Outro legado de Vasco Mariz foi a sobrevivência da Academia Brasileira de Música. Se hoje estamos aqui nesta bela Sala de Eventos, devemos, em parte, ao seu denodado espírito de luta. Em 1991 a Academia estava com seu patrimônio mal administrado, sem prestação de suas contas e com mais da metade de suas cadeiras acadêmicas vagas. Sua existência plena estava em perigo e só se mantinha a serviço de um único e restrito grupo. Por vários anos não se renovava a Diretoria, com desculpa de que não havia quórum para a eleição. Um movimento de acadêmicos finalmente promoveu eleição para uma nova Diretoria, vencida por Vasco Mariz, na presidência, por 14 votos a três. A diretoria antiga não se conformou e foi à justiça contra a chapa eleita, alegando fraude. Ouçamos as próprias palavras de Vasco Mariz: “A luta judiciária durou dois anos e eu adquiri o mau hábito de visitar o fórum duas ou, até mesmo, três vezes por semana. O esforço valeu, pois o pleito foi julgado sem fundamento. No ínterim, meu mandato como presidente se esgotou e, cansado, preferi não me candidatar às próximas eleições.” Este fato, que pertence à história da Academia Brasileira de Música, mostra o espírito de luta do grande pensador e intelectual que, quando necessário, saia de sua mesa de trabalho para defender as causas mais justas e os bens espirituais nos quais ele acreditava.

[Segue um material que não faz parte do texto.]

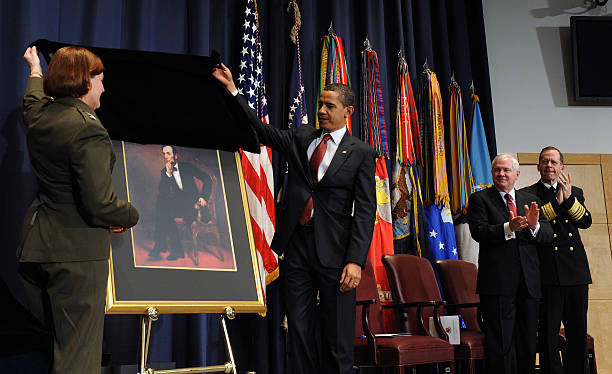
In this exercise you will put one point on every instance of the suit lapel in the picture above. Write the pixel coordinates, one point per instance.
(342, 154)
(304, 144)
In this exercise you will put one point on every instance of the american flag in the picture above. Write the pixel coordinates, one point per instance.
(257, 168)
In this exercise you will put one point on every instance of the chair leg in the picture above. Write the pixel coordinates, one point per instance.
(591, 361)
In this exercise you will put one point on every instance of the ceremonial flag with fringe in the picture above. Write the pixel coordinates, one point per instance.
(462, 181)
(479, 151)
(257, 168)
(481, 170)
(297, 104)
(406, 198)
(440, 228)
(333, 67)
(373, 131)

Resta frisar que esta resenha é apenas uma seleção das inúmeras ações desenvolvidas por Vasco Mariz, como embaixador por inúmeros países, como membro de importantes entidades honoríficas e culturais, nacionais e internacionais, como autor de muitos outros livros não citados nesta breve memória e, acima de tudo, como um homem culto, cortês, elegante e generoso. Sua trajetória ficou muito fortalecida, depois que se casou, em 1983, com Regina Helena Câmara Mariz, embaixatriz brasileira que sempre o acompanhou e o apoiou em sua vitoriosa carreira, além de representar, com categoria, a mulher brasileira em várias partes do mundo.
Vasco Mariz foi, ao mesmo tempo, um exemplo e um guerreiro. Espelhado neste ilustre confrade, continuaremos lutando para preservar os mesmos ideais pelos quais ele se dedicou durante toda a sua vida. Por isso as suas palavras e as suas ações continuam reverberando nesta Sala.